In the recent article on “Spruikers”, I wrote, “If you convert (new customers) into long-term clients, their lifetime value from personal spending and referrals is virtually immeasurable.” Today I want to help you estimate that “immeasurable” number. Since you lose some clients every year to attrition, let’s call 20 years a lifetime. Take your average annual sales over the past 5 years and multiply that by 20. Take a look at how many clients are on your current database (assuming you have one.) If you’re doing around $800,000 per year as of late, and you have accumulated 3000 names in your POS system, your L.V.C. is in excess of $5,000.
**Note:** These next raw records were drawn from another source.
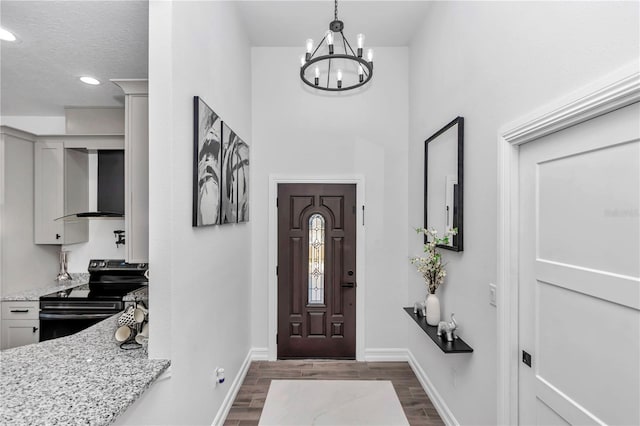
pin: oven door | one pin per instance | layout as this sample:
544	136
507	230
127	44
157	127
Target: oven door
59	324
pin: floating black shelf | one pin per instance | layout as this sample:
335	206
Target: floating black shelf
457	346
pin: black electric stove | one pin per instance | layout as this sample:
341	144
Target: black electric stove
66	312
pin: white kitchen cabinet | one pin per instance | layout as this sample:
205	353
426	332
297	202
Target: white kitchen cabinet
61	181
136	169
20	324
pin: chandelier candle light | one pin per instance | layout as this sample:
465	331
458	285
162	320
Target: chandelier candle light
343	71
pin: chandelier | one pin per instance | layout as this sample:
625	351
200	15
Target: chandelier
327	68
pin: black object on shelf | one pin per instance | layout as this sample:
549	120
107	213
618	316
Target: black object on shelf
457	346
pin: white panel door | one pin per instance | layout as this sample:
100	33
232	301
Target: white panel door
579	266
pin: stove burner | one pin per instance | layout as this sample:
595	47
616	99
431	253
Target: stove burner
68	311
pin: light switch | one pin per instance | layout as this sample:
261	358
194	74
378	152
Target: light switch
492	294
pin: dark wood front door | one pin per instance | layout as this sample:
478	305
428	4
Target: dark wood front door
316	271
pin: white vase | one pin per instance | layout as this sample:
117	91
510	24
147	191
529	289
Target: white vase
433	309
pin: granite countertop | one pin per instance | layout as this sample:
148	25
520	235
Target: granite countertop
34	294
83	379
139	295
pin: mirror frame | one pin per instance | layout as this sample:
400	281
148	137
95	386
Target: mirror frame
458	195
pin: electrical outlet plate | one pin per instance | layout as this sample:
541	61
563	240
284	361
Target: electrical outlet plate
492	294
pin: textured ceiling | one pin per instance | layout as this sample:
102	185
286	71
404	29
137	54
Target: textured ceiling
59	41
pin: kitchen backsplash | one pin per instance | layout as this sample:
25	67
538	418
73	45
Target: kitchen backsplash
101	245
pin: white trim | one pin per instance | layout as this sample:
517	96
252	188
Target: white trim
254	354
386	355
17	133
132	86
260	354
614	91
274	180
441	407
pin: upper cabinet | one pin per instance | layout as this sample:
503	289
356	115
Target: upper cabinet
61	187
136	171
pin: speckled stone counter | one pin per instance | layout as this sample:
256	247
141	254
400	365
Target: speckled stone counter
34	294
139	295
80	379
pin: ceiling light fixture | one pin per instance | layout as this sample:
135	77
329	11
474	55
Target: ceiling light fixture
343	71
90	80
7	35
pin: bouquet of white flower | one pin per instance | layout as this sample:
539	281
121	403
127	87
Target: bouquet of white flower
430	265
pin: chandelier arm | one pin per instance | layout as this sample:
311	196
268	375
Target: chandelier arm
349	44
368	66
365	69
318	46
344	43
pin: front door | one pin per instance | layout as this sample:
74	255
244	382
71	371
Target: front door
580	275
316	271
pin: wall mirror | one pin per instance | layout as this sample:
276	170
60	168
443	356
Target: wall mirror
443	195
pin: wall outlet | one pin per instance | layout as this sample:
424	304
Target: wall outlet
492	294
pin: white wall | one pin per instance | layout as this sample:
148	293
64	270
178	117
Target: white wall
492	62
298	132
38	125
200	277
23	264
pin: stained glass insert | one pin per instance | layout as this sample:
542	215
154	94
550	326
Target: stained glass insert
316	259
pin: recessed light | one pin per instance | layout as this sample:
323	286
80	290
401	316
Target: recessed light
89	80
7	35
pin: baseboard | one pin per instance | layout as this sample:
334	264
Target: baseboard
260	354
430	390
385	354
254	354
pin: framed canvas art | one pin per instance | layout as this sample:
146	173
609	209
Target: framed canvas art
207	154
235	177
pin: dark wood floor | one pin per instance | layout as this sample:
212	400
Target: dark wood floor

Does anyone else think that it’s worth spending some money to add more names to that list? What if you were to spend $20,000 this year to attract new customers to your store? If you make sales to 150 new customers through your efforts and each of them spend $140 that’s only $21,000 in sales. That barely covers the cost of marketing, and not the product itself. Failure? Not necessarily.
Let’s look at the lifetime value of 150 new customers. If your L.V.C. is $5,000, then 150 new clients are worth $750,000. Yes, that’s three-quarters of a million dollars. How much would you spend to get those 150 new clients now?
As you consider your marketing plan and promotional calendar, don’t forget to take into account the need for targeting new clients. If you market exclusively to your known clients, that attrition I mentioned earlier can take that same $750,000 away from your future sales.